Sintiéndolo mucho, El reino del lenguaje no es el anunciado testamento literario sino los restos mortales del gran Tom Wolfe (Virginia, 1930-Nueva York, 2018), paseados sin necesidad ni pudor. Se publicó en inglés, cierto, un año antes de su muerte, pero no deja de ser un borrador presentable antes que un libro acabado, con incoherencias, desequilibrios, repeticiones, anuncios sin consecuencias y bosquejos de rápido carboncillo y que el último y por eso más exquisito dandi de las letras americanas no se permitiría antes así como así. Creo, incluso, que más que una obra inacabada este es un proyecto abandonado y recuperado.

Como hiciera en sus títulos más célebres el maestro del Nuevo Periodismo desmontando mitos contemporáneos (el paraíso hippy, el éxito yuppie, la izquierda exquisita o los gurús del arte y la arquitectura modernas), Wolfe reservaba un dardo para el lingüista Noam Chomsky (Filadelfia, 1928), Padre Creador de la teoría generativista, el Noé que salva a la lingüística de las aguas del arcaísmo precientífico subiéndola al arca de las ciencias duras. Algo nos dice que ambos tenían presente y se ayudarían en el proyecto, interesados quizá en la criatura. Habrá horas de entrevistas inéditas que asoman en las penúltimas páginas. Pero en algún momento se cansarían de apuntar el tiro y de sostener la diana.
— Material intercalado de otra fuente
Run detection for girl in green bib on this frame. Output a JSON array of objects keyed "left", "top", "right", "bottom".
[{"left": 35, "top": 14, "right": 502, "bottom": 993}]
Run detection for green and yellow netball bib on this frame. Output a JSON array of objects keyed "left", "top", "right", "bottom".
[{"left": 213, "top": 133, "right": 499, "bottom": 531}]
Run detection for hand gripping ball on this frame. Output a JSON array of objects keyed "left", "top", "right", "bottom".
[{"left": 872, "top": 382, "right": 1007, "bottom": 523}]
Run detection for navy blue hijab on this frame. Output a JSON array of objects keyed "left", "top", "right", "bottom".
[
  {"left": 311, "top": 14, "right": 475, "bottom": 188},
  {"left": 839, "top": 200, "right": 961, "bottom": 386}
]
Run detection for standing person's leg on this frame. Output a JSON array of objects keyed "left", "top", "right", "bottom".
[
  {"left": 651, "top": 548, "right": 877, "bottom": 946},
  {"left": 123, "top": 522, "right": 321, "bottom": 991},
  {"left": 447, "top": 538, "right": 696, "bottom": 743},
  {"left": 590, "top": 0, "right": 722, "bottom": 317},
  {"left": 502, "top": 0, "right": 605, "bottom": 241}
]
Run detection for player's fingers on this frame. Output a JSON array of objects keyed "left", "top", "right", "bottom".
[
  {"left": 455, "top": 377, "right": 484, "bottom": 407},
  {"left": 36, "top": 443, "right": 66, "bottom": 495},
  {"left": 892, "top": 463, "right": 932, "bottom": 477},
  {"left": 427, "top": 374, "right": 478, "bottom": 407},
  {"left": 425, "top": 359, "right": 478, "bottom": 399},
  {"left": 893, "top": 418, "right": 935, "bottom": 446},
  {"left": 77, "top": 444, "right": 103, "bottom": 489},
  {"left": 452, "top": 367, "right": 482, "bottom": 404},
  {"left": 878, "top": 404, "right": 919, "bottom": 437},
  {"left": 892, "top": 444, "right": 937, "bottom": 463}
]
Es entonces cuando Wolfe, pienso, debió de abandonar el proyecto, para recuperarlo después in extremis. Ese súbito desinterés que le supongo coincidiría con la palinodia chomskiana, cuando se retracta y deja en descubierto a no pocos discípulos, a raíz de un descubrimiento que trastocaba sus teorías de una gramática humana universal, las estructuras profundas del lenguaje que sería posible recuperar hasta su fundamento.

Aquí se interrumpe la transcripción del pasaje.